A portrait of a sea officer holding a telescope. A young captain, not yet posted, but Jago could still recognize Sir Graham Bethune, Vice-Admiral of the Blue, who had left his flagship in Portsmouth in such haste, as if staging a race with the devil.
He sat down very carefully in one of the satin chairs, and tried once again to marshal his thoughts. Jago had a keen brain and usually a memory to match it, but after the battle with the slavers at San Jose and the murderous battering from their shore-sited artillery, one event seemed to merge with another.
Leading his boarding party to retake the schooner, and seeing the woman standing on the scarred deck staring past him at Athena, as if she were beyond pain, and her blood had been unreal. In action, memory can play many tricks. But Jago could still hear her calling out, as if with joy, in those last seconds before she fell dead.
The return to Antigua, the victors with their prizes, and the total, unnerving silence in English Harbour which had greeted them. Some of their people had been killed in the action and been buried at sea; others had been landed at Antigua and were still there under care.
Jago was hardened to sea warfare and its price. The long years of war with France and Spain were only a memory now, and they were at peace, although some might not see it that way. To the ordinary Jack, any man was an enemy if he was standing at the business end of a cannon, or holding his blade to your neck.
But that passage to Antigua still haunted Jago's mind.
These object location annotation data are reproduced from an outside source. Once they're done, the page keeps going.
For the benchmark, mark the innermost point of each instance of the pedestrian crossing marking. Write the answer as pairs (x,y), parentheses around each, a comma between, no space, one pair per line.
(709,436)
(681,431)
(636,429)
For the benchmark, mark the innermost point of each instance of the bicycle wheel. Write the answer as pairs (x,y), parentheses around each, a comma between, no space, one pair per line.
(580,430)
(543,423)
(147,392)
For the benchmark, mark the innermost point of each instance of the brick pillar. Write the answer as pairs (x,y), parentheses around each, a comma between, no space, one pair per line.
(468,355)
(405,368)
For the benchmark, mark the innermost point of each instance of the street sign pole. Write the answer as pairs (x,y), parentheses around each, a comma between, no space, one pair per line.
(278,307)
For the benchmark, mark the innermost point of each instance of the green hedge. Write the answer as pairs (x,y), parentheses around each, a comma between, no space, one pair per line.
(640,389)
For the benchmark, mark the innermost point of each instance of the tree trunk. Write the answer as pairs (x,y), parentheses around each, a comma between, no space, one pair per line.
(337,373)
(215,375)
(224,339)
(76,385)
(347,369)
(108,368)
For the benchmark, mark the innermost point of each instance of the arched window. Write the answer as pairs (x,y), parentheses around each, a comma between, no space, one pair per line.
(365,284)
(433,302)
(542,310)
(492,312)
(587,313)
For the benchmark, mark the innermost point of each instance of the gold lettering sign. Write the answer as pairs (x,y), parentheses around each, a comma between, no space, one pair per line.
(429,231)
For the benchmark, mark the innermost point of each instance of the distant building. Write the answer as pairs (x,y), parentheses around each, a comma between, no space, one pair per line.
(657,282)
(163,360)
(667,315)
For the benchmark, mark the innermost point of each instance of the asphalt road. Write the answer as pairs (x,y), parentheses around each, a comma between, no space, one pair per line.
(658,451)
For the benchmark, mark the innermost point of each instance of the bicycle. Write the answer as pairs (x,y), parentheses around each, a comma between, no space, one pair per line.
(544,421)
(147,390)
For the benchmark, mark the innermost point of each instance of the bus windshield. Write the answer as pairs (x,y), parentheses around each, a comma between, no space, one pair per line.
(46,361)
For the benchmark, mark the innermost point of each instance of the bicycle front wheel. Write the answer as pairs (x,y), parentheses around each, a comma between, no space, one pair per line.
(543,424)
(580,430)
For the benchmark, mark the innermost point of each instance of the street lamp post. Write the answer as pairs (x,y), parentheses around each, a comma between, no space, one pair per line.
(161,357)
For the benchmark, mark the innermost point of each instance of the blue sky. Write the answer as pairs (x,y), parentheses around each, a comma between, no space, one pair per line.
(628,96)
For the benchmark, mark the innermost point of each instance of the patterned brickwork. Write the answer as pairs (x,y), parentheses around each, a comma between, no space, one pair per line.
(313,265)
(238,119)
A calm sea and light winds, lower deck cleared, and all work suspended on spars and rigging alike.
Jago had been in all kinds of fights, and had seen many familiar faces, some good, others bad, go over the side. But this was different. Her body stitched up in canvas, weighted with round shot, and covered with the flag. Our flag. Even some of the wounded had been on deck, crouching with their mates, or propped up against the hammock nettings to listen to the captain's voice, speaking the familiar words which most of them knew by heart.